You are viewing a plain text version of this content. The canonical link for it is here.
Posted to commits@nifi.apache.org by sz...@apache.org on 2022/05/13 14:37:18 UTC

[nifi-minifi-cpp] 01/03: MINIFICPP-1806 Use boyer_moore for extension verification

This is an automated email from the ASF dual-hosted git repository.

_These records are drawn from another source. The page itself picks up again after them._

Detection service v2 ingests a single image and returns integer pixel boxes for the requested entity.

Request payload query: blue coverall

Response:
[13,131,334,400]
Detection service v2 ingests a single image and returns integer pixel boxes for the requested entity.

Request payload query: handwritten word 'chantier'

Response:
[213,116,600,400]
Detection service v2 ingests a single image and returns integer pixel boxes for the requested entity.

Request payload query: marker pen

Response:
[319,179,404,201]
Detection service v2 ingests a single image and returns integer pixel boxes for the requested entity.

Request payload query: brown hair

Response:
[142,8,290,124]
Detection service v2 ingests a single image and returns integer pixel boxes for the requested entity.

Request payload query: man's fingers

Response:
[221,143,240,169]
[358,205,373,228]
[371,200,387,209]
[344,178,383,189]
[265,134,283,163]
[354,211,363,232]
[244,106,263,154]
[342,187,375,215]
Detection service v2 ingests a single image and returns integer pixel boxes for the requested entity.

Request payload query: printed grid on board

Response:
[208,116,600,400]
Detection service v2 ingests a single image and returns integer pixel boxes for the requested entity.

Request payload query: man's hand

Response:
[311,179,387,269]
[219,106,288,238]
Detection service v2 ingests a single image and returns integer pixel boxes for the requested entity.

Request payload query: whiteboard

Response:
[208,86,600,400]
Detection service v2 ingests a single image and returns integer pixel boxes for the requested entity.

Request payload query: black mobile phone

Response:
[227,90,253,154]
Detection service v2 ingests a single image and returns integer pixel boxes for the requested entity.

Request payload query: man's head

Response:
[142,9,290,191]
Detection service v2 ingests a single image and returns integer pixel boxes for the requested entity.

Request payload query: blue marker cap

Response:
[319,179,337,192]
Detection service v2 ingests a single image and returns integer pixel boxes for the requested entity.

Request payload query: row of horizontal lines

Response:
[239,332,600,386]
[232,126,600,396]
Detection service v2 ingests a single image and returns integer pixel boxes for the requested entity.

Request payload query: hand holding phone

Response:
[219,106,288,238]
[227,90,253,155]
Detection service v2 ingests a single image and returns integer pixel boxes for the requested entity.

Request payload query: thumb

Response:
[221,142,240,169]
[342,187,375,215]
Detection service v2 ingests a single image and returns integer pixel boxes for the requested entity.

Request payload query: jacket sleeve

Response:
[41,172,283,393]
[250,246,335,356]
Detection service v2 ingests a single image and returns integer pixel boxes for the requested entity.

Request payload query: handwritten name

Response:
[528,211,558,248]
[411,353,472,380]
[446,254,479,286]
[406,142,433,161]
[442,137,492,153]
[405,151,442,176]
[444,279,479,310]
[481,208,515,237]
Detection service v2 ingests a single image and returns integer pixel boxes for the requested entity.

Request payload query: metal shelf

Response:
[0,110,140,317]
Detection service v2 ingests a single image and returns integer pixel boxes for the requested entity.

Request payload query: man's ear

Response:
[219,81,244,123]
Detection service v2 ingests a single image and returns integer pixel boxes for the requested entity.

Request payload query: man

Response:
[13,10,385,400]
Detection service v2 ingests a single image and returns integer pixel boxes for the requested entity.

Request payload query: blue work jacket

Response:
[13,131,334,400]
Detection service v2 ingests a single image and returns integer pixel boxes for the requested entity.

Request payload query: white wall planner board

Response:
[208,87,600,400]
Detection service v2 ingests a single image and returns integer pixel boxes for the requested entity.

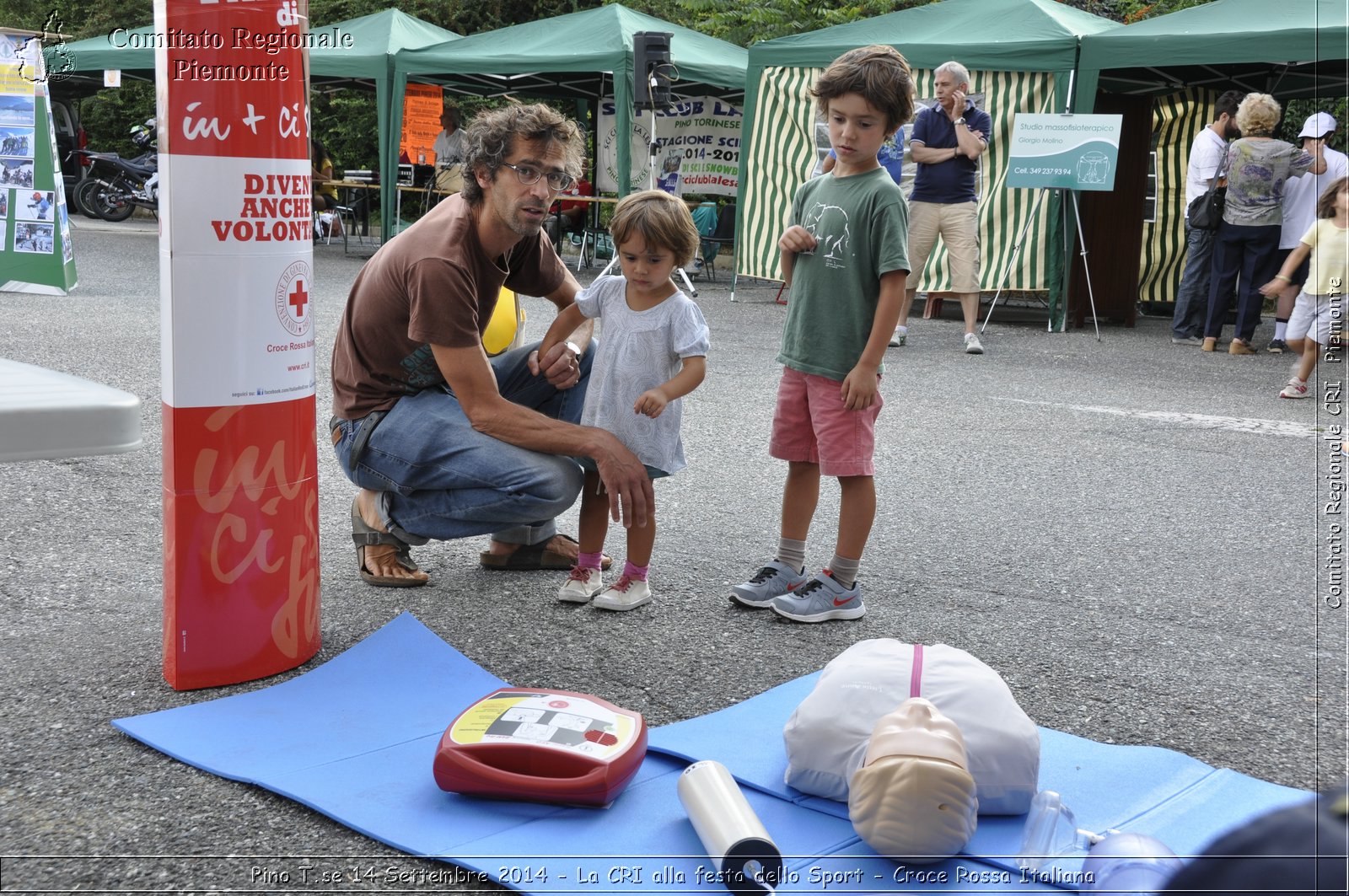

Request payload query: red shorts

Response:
[767,367,885,476]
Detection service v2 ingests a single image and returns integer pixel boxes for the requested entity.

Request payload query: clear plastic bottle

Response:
[1079,833,1182,896]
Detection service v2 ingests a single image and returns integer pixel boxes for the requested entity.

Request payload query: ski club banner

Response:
[155,0,320,689]
[0,29,78,296]
[595,96,744,196]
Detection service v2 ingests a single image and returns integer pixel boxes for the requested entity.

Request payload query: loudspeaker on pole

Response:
[632,31,674,110]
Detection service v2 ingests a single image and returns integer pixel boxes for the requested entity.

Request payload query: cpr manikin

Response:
[847,698,980,864]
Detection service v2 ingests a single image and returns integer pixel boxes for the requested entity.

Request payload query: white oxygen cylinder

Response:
[677,759,782,896]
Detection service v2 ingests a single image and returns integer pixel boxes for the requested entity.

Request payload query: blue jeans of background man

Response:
[1203,222,1283,343]
[333,343,594,545]
[1171,223,1216,339]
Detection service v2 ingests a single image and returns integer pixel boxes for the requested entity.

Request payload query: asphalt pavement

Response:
[0,218,1346,892]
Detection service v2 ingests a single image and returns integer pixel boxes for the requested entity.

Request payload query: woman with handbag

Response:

szaszm pushed a commit to branch main
in repository https://gitbox.apache.org/repos/asf/nifi-minifi-cpp.git

commit e41fc9e09033639ceab1a5d1992dbb3fc71a1ad7
Author: Adam Debreceni <ad...@apache.org>
AuthorDate: Fri May 13 16:30:41 2022 +0200

    MINIFICPP-1806 Use boyer_moore for extension verification
    
    For a debug build the extension verification for libcore-minifi.so took
    ~1400 ms (which together with other dynamic libraries adds seconds to
    the startup time during development), with this change it takes ~100 ms.
    
    Alternatives considered:
    - boyer_moore + custom span concat: ~150 ms
    - boyer_moore + ranges::concat: ~1700 ms
    - boyer_moore + mmap: ~100 ms (the mmap wrapper would add significant
      complexity)
    
    Closes #1310
    Signed-off-by: Marton Szasz <sz...@apache.org>
---
 libminifi/src/utils/file/FileUtils.cpp | 45 ++++++++++++----------------------
 1 file changed, 15 insertions(+), 30 deletions(-)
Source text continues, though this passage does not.